Monday, July 25, 2016

Economics of favours and karma

Giving gifts is often seen as a selfless act, but this is only one side of the story. The act of giving generates implicit obligations, whether we like it or not. When political donors say they are supporting a party out of a selfless respect for democracy, we know it is a lie. We implicitly understand the role of gifts in creating obligations.

At a personal level this leads to situations that seem paradoxical on the surface. For example, if you ask someone for a favour, they are more likely to give you a favour in the future.

Such findings are only interesting because they conflict with our baseline view about the rationality of giving and receiving favours. Why is this so?
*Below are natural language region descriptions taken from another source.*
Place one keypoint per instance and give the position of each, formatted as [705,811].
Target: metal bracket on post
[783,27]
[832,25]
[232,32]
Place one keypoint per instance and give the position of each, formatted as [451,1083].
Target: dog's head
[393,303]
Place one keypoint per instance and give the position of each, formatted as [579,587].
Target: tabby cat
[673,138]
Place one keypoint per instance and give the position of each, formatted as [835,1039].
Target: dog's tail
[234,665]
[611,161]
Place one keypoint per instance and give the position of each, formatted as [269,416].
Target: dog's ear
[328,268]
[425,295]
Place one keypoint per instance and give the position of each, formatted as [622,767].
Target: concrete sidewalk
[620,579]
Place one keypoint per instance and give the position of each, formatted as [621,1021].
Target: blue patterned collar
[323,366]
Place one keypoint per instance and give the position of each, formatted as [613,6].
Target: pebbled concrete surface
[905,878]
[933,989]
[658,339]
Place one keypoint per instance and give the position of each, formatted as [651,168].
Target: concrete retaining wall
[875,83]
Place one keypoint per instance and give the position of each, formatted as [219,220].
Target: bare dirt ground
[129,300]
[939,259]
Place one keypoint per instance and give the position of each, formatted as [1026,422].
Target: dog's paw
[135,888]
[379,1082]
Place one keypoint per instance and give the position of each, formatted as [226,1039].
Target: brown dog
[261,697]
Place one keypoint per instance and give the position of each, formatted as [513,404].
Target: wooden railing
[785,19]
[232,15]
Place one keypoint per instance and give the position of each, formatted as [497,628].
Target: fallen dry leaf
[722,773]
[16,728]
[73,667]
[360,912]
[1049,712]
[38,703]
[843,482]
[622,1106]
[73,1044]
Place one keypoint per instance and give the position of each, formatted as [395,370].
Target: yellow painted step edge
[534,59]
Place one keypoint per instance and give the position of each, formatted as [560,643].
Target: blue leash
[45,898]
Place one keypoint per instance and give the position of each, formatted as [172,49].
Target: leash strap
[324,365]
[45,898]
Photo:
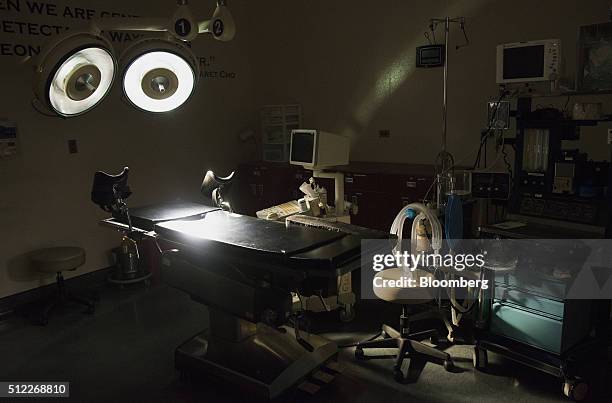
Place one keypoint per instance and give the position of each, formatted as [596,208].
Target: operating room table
[245,269]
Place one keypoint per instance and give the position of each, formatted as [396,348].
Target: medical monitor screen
[524,62]
[302,146]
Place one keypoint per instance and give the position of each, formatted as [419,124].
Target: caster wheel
[434,339]
[184,376]
[347,313]
[398,375]
[479,358]
[576,390]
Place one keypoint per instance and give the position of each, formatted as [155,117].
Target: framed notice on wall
[8,139]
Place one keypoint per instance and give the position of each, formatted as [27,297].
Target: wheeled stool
[407,344]
[57,260]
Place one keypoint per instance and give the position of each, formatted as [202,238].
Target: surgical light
[75,74]
[77,70]
[159,75]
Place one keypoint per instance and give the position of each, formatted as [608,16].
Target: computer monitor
[315,149]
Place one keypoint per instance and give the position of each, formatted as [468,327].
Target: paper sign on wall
[8,139]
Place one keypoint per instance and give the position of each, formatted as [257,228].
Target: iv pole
[444,160]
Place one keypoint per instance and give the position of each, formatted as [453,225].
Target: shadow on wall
[389,86]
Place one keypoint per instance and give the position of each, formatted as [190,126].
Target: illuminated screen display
[524,62]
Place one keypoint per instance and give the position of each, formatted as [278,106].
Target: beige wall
[351,64]
[44,191]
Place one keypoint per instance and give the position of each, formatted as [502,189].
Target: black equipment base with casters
[266,364]
[61,298]
[408,347]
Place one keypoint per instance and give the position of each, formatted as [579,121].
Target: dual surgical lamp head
[77,71]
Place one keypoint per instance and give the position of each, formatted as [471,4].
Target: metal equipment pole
[445,94]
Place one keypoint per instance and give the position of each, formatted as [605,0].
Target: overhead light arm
[182,25]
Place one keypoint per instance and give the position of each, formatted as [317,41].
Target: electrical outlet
[384,133]
[72,147]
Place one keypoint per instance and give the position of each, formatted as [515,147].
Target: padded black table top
[148,216]
[244,232]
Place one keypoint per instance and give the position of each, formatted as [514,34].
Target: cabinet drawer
[362,182]
[537,330]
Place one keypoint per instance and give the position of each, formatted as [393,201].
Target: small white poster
[8,139]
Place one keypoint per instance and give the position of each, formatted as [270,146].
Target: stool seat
[403,295]
[57,260]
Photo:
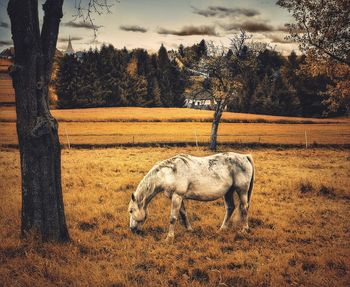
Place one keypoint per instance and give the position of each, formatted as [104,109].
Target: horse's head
[138,214]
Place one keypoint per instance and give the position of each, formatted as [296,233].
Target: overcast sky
[149,23]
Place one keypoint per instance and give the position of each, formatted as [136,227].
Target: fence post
[67,138]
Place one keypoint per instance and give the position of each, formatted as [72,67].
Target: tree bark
[215,125]
[40,153]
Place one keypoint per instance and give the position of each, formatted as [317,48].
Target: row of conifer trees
[118,77]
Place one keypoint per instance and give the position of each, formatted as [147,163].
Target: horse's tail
[251,185]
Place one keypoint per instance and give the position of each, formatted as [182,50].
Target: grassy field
[109,133]
[133,114]
[118,126]
[299,216]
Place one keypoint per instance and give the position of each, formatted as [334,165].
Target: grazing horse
[198,178]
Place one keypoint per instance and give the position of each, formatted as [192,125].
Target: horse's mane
[147,185]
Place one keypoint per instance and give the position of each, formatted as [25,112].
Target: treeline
[272,83]
[110,77]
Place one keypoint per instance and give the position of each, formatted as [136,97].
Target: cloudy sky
[149,23]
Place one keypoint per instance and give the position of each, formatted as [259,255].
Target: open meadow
[299,218]
[142,126]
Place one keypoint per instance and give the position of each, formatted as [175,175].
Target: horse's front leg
[176,202]
[183,215]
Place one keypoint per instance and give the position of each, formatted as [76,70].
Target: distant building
[69,50]
[200,99]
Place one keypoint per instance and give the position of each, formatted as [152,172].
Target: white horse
[198,178]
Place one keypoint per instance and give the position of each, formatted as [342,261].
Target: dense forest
[274,84]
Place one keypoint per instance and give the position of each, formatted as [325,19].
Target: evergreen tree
[67,83]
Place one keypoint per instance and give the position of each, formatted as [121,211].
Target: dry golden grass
[128,114]
[299,217]
[94,133]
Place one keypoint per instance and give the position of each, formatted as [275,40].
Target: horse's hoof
[222,228]
[245,230]
[169,239]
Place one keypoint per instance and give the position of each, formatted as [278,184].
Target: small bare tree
[220,65]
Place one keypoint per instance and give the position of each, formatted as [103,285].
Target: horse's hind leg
[176,202]
[184,218]
[243,207]
[230,207]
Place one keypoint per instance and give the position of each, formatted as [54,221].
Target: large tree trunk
[215,125]
[40,153]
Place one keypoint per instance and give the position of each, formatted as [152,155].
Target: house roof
[198,95]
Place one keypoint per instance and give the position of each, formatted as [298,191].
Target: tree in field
[39,146]
[220,81]
[321,26]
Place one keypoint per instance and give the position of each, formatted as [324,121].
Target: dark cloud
[81,24]
[189,31]
[220,11]
[133,28]
[4,25]
[74,38]
[248,26]
[6,43]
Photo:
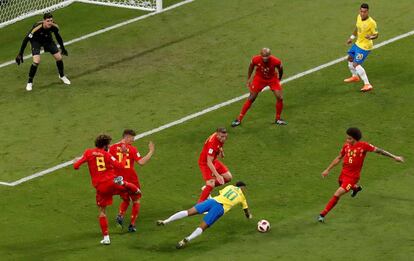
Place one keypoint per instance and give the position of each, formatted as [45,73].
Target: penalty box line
[207,110]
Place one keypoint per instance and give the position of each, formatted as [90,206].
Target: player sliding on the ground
[265,75]
[124,150]
[41,36]
[215,208]
[365,32]
[214,172]
[101,168]
[353,154]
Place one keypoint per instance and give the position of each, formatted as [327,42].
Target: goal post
[12,11]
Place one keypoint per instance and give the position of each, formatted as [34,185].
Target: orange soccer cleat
[366,88]
[352,79]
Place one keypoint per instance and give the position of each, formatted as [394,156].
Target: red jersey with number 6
[353,158]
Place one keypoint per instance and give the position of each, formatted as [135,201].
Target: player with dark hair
[41,36]
[101,168]
[365,31]
[229,197]
[214,172]
[124,150]
[353,154]
[266,65]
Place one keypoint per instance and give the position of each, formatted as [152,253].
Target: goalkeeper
[41,36]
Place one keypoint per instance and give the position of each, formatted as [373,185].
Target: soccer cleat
[120,221]
[119,180]
[65,80]
[29,86]
[182,243]
[235,123]
[132,228]
[366,88]
[280,122]
[352,79]
[160,223]
[355,192]
[321,219]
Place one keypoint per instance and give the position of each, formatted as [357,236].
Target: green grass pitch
[165,67]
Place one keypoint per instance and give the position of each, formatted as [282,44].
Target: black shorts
[50,47]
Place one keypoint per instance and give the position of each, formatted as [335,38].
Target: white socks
[176,216]
[195,234]
[361,72]
[352,68]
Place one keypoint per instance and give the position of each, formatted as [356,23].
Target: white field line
[110,28]
[207,110]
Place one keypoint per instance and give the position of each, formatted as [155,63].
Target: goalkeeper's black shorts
[48,46]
I want to try and answer this question by making explicit the “favour-accounting” system between individuals that is fundamentally implicit. Such a system captures the core human desire to reciprocate.

When we do that, it becomes clear that because of our desire to reciprocate, giving a favour generates an asset in the form of being owed a favour, while receiving one creates a liability in the form of owing a favour. That is, the “favour balance sheet” looks good for those who give favours, but bad for those who receive them and are on the hook for future favours.

Think about it. Why power does a political donor really have? He has a bunch of assets in the form of politicians who owe him favours. In the table below I try to capture this situation in table form.

So you would expect that people seeking to accumulate assets and wealth would be in the business of giving favours to those with the ability to reciprocate. This is especially the case when there is a large subjective value difference between the cost of the favour given, and the value of the favour received, i.e. the cost is low for those giving the favour compares to the value of the benefit to those receiving it.

After you’ve asked for one favour, and while your credit is good, you can expect that the same person is willing to give you another favour to boost their exposure to your “favour credit”. It is common, for example, for politicians to seek extra funding from donors already contributing, rather than find new donors.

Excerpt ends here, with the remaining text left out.